Scientists believe streaming particles called "interstellar" winds have switched directions over the past 40 years.
The winds move past Earth as the interstellar cloud that surrounds our solar system moves past the sun at a breakneck speed of 50,000 miles per second.
The finding helped researchers analyze the scope of our solar system's heliosphere (the "bubble" that protects us from intergalactic radiation), a University of New Hampshire press release reported.
The winds also helped "map our location within the Milky Way galaxy and [are] crucial for understanding our place in the cosmos through the vast sweep of time-where we've come from, where we're currently located, and where we're going in our journey through the galaxy," the press release stated.
"It was very surprising to find that changes in the interstellar flow show up on such short time scales because interstellar clouds are astronomically large," Eberhard Möbius, UNH principal scientist for the IBEX mission and paper co-author, said. "However, this finding may teach us about the dynamics at the edges of these clouds-while clouds in the sky may drift along slowly, the edges often are quite fuzzy and dynamic.

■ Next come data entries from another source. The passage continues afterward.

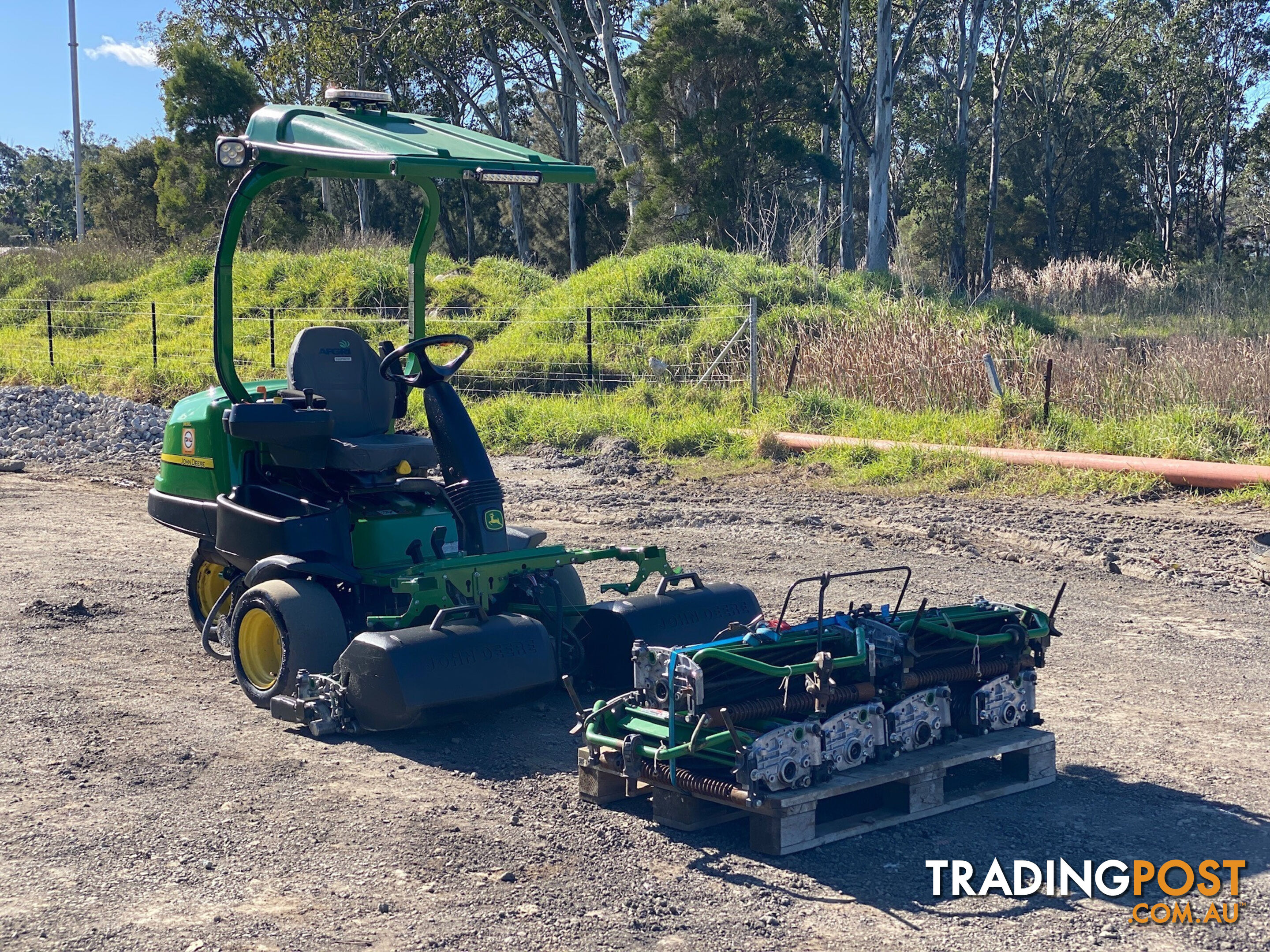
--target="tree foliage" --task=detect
[7,0,1270,283]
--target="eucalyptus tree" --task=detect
[502,0,644,221]
[979,0,1023,296]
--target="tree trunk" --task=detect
[1042,128,1063,261]
[507,0,644,221]
[437,183,459,261]
[979,0,1022,297]
[865,0,895,273]
[459,179,476,264]
[560,70,587,274]
[482,33,530,264]
[949,0,984,294]
[838,0,856,271]
[815,122,833,268]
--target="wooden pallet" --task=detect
[578,727,1055,855]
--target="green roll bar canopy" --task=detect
[212,94,596,402]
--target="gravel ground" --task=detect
[0,406,1270,952]
[0,387,168,469]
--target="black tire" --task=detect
[551,565,587,628]
[185,548,232,632]
[546,565,587,675]
[230,579,348,707]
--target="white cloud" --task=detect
[84,37,159,70]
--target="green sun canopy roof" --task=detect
[212,99,596,402]
[240,105,596,183]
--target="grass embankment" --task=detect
[0,245,1270,500]
[472,386,1270,505]
[0,246,1053,400]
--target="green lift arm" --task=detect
[212,101,596,402]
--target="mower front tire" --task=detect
[230,579,348,707]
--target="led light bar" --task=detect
[324,88,392,105]
[463,169,542,185]
[216,136,250,169]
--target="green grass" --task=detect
[0,244,1270,505]
[0,244,1054,401]
[462,385,1270,506]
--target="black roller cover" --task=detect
[577,581,762,691]
[335,614,556,731]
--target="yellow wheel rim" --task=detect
[239,608,282,691]
[194,562,232,618]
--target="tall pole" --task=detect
[66,0,84,241]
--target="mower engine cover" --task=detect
[335,609,556,731]
[574,575,762,691]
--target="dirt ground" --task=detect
[0,452,1270,952]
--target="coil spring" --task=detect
[904,658,1032,691]
[640,759,740,800]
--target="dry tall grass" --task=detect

What we see could be the expression of such behavior."
Data from NASA's Interstellar Boundary Explorer (IBEX) mission showed interstellar particles are flying into the solar system from a different direction than has previously been observed.
A research team compared IBEX data (which directly measures the neutral helium atoms) with information from 11 other spacecrafts that flew between the years of 1972 and 2011. The team wasn't sure if the sudden direction change was real, or was a figment of more accurate data from IBEX.
"Prior to this study, we were struggling to understand why our current measurements from IBEX differed from those of the past," co-author Nathan Schwadron, lead scientist for the IBEX Science Operations Center at UNH, said. "We are finally able to resolve why these fundamental measurements have been changing with time: we are moving through a changing interstellar medium."